But the Texas-based Pilgrim’s Pride, whose officials said they worked with federal authorities to help identify suspected illegal immigrants in its plants, does not face any criminal or civil charges.

While federal prosecutors said Wednesday’s raids show their commitment to enforcing immigration laws, critics said it reflects the difficulties and inequities of current law.

Employers, including those who may unfairly take advantage of immigrant workers, are less likely to be prosecuted, immigration experts said. But Angela Paparelli, a Los Angeles attorney who serves as president of the Alliance of Business Immigration Lawyers, said businesses can’t be expected to verify the accuracy of documents workers provide and shouldn’t target Hispanics for extra review simply because of their race.

“I think this case pointedly illustrates how the current system doesn’t work,” Mrs. Paparelli said. “Employers cannot be document inspectors and, because the identification documents are not easily verifiable, we have a real mess.”

U.S. Attorney John L. Ratcliffe in Tyler, Texas, who is leading the investigation, said in a prepared statement that the probe was focused on individuals who used illegally obtained documents and not on any employers who hired such people.

“We will continue to aggressively prosecute all persons who take someone else’s good name and credit for the purpose of working illegally in this country,” he said.

Pilgrim’s Pride voluntarily participates in E-Verify, the federal program that is supposed to confirm that workers are U.S. citizens.
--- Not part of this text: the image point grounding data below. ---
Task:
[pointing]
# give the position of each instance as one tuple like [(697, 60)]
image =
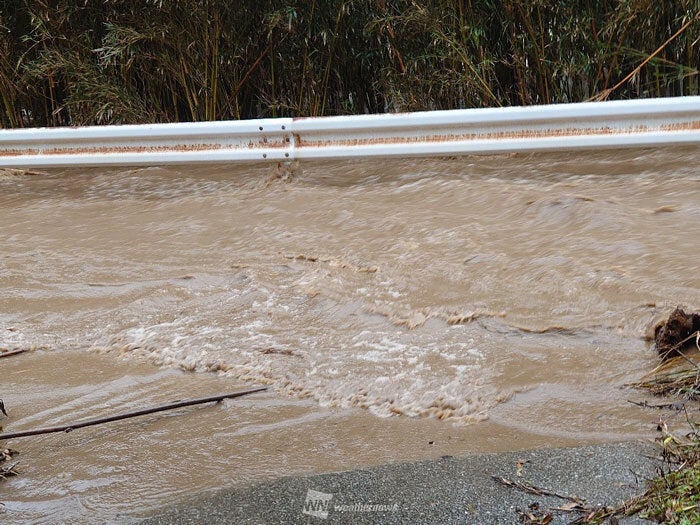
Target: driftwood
[(118, 417), (531, 489), (12, 352)]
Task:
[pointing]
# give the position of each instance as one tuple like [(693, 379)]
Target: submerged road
[(448, 490)]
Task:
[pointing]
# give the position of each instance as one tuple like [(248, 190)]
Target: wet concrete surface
[(447, 490)]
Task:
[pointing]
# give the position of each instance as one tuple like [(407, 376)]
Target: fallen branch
[(118, 417), (12, 352), (531, 489)]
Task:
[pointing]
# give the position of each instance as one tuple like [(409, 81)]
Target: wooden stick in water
[(142, 412), (12, 352)]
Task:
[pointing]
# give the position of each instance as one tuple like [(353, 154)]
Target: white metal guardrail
[(616, 124)]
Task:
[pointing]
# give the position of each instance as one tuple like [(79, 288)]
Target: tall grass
[(76, 62)]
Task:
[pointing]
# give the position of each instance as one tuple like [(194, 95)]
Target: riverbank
[(447, 490)]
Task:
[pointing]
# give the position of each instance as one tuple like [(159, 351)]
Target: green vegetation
[(77, 62)]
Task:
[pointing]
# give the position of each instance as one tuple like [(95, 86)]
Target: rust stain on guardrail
[(263, 143), (496, 135)]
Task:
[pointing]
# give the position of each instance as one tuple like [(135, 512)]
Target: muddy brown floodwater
[(398, 310)]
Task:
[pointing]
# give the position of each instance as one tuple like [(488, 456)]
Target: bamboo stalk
[(108, 419)]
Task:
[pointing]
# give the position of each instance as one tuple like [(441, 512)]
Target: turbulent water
[(387, 295)]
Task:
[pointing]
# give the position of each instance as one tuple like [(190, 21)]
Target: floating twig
[(12, 352), (531, 489), (118, 417)]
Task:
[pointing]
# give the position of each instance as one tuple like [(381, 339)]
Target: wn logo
[(317, 504)]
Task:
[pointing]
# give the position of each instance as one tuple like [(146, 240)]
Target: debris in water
[(127, 415), (679, 332)]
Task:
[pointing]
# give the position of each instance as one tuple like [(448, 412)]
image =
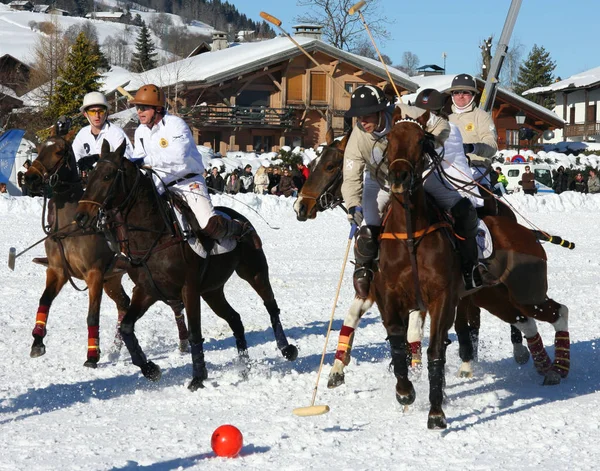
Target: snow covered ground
[(56, 414)]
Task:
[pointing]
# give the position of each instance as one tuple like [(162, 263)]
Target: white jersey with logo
[(86, 143), (169, 148)]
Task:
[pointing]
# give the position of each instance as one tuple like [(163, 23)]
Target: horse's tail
[(553, 239)]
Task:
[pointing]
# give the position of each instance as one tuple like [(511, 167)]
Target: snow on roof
[(581, 80), (443, 82), (218, 65)]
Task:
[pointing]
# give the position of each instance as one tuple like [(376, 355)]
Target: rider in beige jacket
[(476, 126), (365, 178)]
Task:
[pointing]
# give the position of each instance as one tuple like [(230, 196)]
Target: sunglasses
[(96, 112)]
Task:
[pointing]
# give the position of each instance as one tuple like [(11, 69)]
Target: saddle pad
[(220, 247), (485, 245)]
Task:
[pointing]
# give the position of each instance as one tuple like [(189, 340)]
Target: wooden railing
[(574, 130), (242, 116)]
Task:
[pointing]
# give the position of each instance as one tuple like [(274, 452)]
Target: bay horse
[(164, 266), (73, 253)]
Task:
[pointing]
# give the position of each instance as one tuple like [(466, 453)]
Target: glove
[(355, 215), (87, 163)]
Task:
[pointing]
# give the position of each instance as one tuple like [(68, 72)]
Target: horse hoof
[(290, 352), (335, 380), (195, 384), (406, 399), (552, 378), (184, 346), (151, 371), (91, 362), (520, 353), (437, 422), (37, 351)]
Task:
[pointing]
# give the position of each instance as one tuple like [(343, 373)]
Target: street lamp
[(520, 118)]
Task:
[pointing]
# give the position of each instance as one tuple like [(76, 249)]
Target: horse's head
[(109, 184), (321, 190), (54, 166), (405, 152)]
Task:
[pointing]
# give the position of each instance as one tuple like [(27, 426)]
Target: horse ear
[(422, 120), (121, 148), (105, 148), (329, 136), (397, 115)]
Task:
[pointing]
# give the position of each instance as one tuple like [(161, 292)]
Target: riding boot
[(465, 226), (366, 249)]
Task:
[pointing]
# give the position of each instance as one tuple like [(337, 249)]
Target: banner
[(9, 145)]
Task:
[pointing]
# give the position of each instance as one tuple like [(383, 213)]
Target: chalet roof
[(588, 79), (444, 82), (217, 66)]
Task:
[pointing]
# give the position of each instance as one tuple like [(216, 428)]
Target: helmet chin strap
[(464, 108)]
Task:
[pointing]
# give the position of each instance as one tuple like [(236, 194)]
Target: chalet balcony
[(576, 130), (242, 116)]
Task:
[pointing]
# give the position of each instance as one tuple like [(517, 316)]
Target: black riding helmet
[(431, 99), (463, 82), (367, 99)]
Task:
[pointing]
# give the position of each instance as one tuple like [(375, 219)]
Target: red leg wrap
[(541, 360), (562, 354), (94, 342), (345, 344), (40, 321)]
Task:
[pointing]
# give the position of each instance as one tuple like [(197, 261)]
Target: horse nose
[(81, 219)]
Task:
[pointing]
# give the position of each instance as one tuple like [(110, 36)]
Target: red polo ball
[(227, 441)]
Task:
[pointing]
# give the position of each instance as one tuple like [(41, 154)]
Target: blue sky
[(566, 29)]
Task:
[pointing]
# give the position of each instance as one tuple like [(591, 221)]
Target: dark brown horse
[(73, 253), (163, 265)]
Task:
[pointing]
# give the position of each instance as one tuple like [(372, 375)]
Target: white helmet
[(94, 99)]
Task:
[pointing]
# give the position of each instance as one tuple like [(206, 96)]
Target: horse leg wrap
[(465, 345), (345, 345), (198, 364), (181, 327), (138, 358), (399, 355), (274, 311), (40, 321), (436, 382), (94, 342), (562, 353), (541, 360)]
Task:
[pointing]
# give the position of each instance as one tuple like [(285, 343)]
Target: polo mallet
[(277, 22), (356, 9), (319, 410), (12, 252)]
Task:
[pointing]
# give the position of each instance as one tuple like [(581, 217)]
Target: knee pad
[(465, 218)]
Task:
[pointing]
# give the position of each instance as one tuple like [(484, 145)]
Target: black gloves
[(355, 215), (87, 163)]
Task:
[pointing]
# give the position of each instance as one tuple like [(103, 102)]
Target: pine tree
[(78, 76), (536, 71), (143, 58)]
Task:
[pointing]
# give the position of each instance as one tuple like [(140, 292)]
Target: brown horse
[(163, 265), (72, 253), (322, 191)]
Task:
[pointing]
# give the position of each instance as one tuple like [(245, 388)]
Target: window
[(295, 87), (318, 87)]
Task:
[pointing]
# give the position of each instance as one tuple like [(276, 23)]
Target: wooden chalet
[(267, 94)]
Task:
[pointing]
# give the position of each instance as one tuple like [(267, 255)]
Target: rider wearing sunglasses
[(166, 144), (476, 126), (88, 142)]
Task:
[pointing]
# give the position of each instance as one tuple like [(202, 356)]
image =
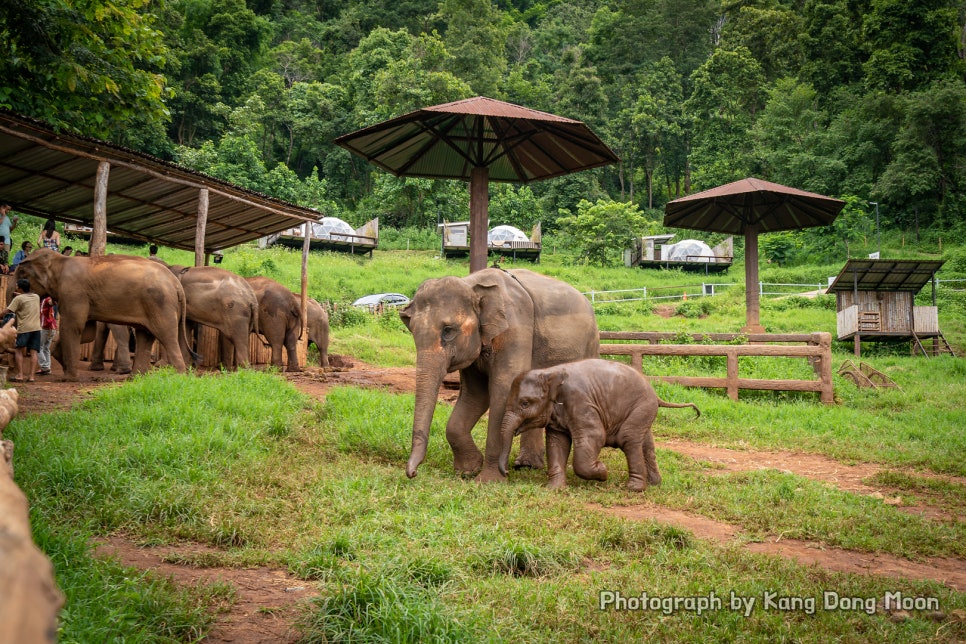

But experts estimated more than 4 percent of the Social Security database has errors.

Linton Joaquin, executive director of the National Immigration Law Center, said current law “puts many low-income workers in a very vulnerable situation.”

“They are subject to criminal prosecution for filling jobs our economy needs,” he said. With millions of undocumented workers in the United States, cases selected for prosecution “are very arbitrary,” Mr. Joaquin said.

Prosecuting a company for employing illegal workers has proven difficult, as evidenced by the biggest such case ever tried. In 2003, a Chattanooga jury ruled that the federal government failed to prove its case against Tyson Foods for hiring illegal workers in Shelbyville, Tenn., and other cities.

Wednesday raid’s came two days after Pilgrim’s Pride announced that, because of the depressed market for chicken, it planned to cut its weekly chicken processing by 5 percent in the second half of the year and close its plant in Siler City, N.C.

Among the 1,800 workers at Pilgrim’s Pride in Chattanooga, federal agents arrested 100 this week on charges of being in the country illegally. Nationwide, 311 Pilgrim’s Pride workers were arrested, including 91 who will face criminal charges in the United States for ID theft or fraud.

Gail Montenegro, a spokesperson for U.S. Immigration and Customs Enforcement, said federal agents are continuing to investigate both workers and managers involved in the case “and further charges could still come.”

Federal authorities involved in this week’s roundup of illegal workers said those arrested were identified during a yearlong investigation and were not selected randomly.